What naming the Mystery did was to take the first step in removing it from the terrorist list. Further, once a name and identity were given, rituals and ceremonies to appease and solicit their blessings were developed. A priestly order evolved. Temples were built. Whole nations were dedicated in their devotion to a particular god or gods. And all the religions of the world, whether they worshipped many gods, tribal gods, or only one god, the pattern was the same: Here was the way to reconnect to our original source.

There was a time in Western Judaeo-Christian culture, when God was located in the heavens, in a level above the natural level – the supernatural. He oversaw the earth from his perch in the sky. Heaven was up there. Hell was down there. And Earth was in between.

But as our understanding of the Universe has expanded, up and down, above and below, natural and supernatural, are no longer credible categories. We have found that our Universe is so immense, that it exceeds and transcends our ability to describe it. The lack of limits to space boggles the imagination.

Stephen Hawking, probably our most renowned contemporary physicist, has coauthored a new book, in which he cites the high probability that there is not just one Universe, but Multiverses, with their own galaxies and black holes and infinite space.

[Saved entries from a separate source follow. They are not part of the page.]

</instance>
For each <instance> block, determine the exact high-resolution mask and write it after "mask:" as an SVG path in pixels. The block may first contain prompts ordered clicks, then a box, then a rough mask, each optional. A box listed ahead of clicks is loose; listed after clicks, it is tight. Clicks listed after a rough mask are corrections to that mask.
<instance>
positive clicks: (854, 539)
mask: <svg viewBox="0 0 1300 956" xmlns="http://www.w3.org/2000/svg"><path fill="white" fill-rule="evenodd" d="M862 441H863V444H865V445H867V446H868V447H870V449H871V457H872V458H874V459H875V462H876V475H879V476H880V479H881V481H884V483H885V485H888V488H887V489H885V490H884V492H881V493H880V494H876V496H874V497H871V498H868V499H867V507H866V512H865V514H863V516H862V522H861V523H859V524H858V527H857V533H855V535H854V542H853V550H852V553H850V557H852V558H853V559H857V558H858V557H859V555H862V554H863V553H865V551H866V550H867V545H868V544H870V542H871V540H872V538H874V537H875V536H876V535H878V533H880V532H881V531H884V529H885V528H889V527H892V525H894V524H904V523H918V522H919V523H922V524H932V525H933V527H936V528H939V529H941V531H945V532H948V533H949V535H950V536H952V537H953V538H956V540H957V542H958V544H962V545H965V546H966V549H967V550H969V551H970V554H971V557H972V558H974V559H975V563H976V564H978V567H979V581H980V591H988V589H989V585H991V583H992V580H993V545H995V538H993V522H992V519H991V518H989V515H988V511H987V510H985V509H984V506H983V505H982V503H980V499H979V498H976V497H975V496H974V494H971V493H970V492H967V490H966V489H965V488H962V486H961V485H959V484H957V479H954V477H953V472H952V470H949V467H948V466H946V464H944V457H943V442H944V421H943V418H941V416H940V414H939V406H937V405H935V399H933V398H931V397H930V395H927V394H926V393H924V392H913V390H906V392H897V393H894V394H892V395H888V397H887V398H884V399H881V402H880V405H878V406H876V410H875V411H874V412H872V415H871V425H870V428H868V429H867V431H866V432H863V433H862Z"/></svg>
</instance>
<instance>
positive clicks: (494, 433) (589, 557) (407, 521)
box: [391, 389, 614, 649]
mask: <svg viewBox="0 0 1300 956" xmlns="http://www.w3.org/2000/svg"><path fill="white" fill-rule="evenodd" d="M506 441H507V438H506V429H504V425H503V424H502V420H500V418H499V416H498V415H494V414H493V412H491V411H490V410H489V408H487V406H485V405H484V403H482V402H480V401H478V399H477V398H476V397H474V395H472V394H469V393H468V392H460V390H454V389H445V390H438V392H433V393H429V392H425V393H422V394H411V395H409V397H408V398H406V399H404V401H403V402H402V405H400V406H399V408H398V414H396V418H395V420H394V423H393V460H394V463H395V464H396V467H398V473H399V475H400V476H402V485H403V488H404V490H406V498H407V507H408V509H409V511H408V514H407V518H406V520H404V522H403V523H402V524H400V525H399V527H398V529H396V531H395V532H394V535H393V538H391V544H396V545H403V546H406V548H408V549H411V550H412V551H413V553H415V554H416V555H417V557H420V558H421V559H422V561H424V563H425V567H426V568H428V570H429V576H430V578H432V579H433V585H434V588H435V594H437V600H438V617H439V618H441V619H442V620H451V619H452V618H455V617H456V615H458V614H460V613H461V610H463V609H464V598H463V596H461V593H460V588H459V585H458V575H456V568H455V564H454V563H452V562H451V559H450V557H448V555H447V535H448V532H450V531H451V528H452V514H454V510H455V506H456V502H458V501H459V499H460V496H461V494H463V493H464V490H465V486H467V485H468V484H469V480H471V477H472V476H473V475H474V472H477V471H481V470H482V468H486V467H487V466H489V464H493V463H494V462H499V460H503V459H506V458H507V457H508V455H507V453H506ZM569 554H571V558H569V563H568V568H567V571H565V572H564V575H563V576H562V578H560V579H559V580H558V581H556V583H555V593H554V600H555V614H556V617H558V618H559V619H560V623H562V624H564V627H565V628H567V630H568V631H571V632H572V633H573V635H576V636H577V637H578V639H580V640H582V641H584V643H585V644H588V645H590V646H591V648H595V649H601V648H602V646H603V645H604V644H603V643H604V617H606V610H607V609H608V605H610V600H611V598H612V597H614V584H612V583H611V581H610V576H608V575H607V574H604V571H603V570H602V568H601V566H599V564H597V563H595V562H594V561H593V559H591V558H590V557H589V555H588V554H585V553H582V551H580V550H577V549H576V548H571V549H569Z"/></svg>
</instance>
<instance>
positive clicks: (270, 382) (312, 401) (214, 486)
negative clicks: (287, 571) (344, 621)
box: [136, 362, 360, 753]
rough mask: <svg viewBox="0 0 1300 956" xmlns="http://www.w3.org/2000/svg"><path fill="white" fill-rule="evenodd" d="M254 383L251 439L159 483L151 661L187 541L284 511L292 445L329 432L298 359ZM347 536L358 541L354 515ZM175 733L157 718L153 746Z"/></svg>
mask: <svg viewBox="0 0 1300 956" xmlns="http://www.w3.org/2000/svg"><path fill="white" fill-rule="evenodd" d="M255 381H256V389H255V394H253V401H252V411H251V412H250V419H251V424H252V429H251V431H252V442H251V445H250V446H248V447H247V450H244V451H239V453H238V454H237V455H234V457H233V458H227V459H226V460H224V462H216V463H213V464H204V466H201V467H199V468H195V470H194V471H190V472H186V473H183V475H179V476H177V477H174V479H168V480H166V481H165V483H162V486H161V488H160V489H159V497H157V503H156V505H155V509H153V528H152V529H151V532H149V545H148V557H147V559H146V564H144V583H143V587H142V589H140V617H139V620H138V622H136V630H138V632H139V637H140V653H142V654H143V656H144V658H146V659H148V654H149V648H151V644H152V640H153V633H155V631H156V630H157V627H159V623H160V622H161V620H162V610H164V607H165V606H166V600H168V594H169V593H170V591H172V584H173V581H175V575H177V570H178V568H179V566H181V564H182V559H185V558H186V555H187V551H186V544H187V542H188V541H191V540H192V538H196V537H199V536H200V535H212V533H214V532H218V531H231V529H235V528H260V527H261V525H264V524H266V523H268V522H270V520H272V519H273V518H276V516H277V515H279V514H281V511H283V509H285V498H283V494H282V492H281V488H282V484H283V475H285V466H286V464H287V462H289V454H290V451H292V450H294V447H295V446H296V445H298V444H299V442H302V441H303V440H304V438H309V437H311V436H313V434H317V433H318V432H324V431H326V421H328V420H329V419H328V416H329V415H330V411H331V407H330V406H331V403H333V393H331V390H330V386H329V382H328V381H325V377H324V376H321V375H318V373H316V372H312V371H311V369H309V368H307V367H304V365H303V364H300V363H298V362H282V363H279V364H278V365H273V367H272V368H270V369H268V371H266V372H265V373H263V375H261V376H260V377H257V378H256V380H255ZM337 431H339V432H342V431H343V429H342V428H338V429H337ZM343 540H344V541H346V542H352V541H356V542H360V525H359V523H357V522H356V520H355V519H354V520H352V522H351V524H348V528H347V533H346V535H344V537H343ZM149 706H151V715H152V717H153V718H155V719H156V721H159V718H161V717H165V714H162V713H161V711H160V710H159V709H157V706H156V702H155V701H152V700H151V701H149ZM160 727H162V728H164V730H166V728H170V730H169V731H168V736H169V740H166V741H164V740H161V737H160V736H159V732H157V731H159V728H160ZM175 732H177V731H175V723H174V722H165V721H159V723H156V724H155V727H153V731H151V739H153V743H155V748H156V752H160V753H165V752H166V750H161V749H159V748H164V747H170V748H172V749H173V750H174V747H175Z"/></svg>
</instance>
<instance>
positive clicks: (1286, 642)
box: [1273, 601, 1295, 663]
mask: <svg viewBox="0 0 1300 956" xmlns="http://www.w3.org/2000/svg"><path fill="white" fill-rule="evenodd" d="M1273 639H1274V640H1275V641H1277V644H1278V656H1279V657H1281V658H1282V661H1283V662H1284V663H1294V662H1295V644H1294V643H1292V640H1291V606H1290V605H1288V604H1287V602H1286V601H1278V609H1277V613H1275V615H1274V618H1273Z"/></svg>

But the answer to living is not invented but detected. It’s to love what we already have here. It’s understanding the connections we have to that which is as precious as life itself.

 

CONCLUSION.

I offered a title to my sermon that said “Yes to love, no to hate, and hell no to religious hate.” Here is what yes to love means in practical terms:

 

1. Yes to taking care of our planet – the air we breathe, the food we eat, the water we drink, the life we share this planet with. Those are spiritual concerns that root in our most intimate connections. What we are doing to our planet with global warming…what we are doing in places like the Gulf of Mexico…those deny and defy our spiritual connection.

 

2. Yes to recognizing that our bodies are a gift from the Universe. Maintaining a rhythm to living that’s in sync with the patterns of this part of the Universe is an important spiritual practice. In other words, loving our selves is a spiritual principle.

 

3. Yes to believing in the importance of loving relationships. Truly loving relationships require investments of time and tenderness, care and concern. But the return is a unique bonding that is one of the greatest gifts we as a species have been given.

 

4. Yes to treating others with respect is the truest test of the validity of any faith. There has not been any remedy found or any religious understanding greater than that of loving our neighbor as our self.

 

5. Finally, to say yes to all the religions of the world in their search to connect to our common Source. In religious language, to be at peace with God is another way of describing our species long journey to finding ways to be in sync with the rhythms and harmonies of the Universe.

 

So yes to our planet – the air, the water, the land, its inhabitants. Yes to recognizing the gift our bodies represent. Yes to loving relationships. And yes to loving others.

 

Shalom, Salaam Aleikum, Amen, and Blessed Be.


 

[1] Sermon for the start of the new program year, Sept. 12, 2010, by the Rev. Dr. Wayne Robinson, Minister, All Faiths Unitarian Congregation, 2756 McGregor Boulevard, Ft Myers, FL 33902.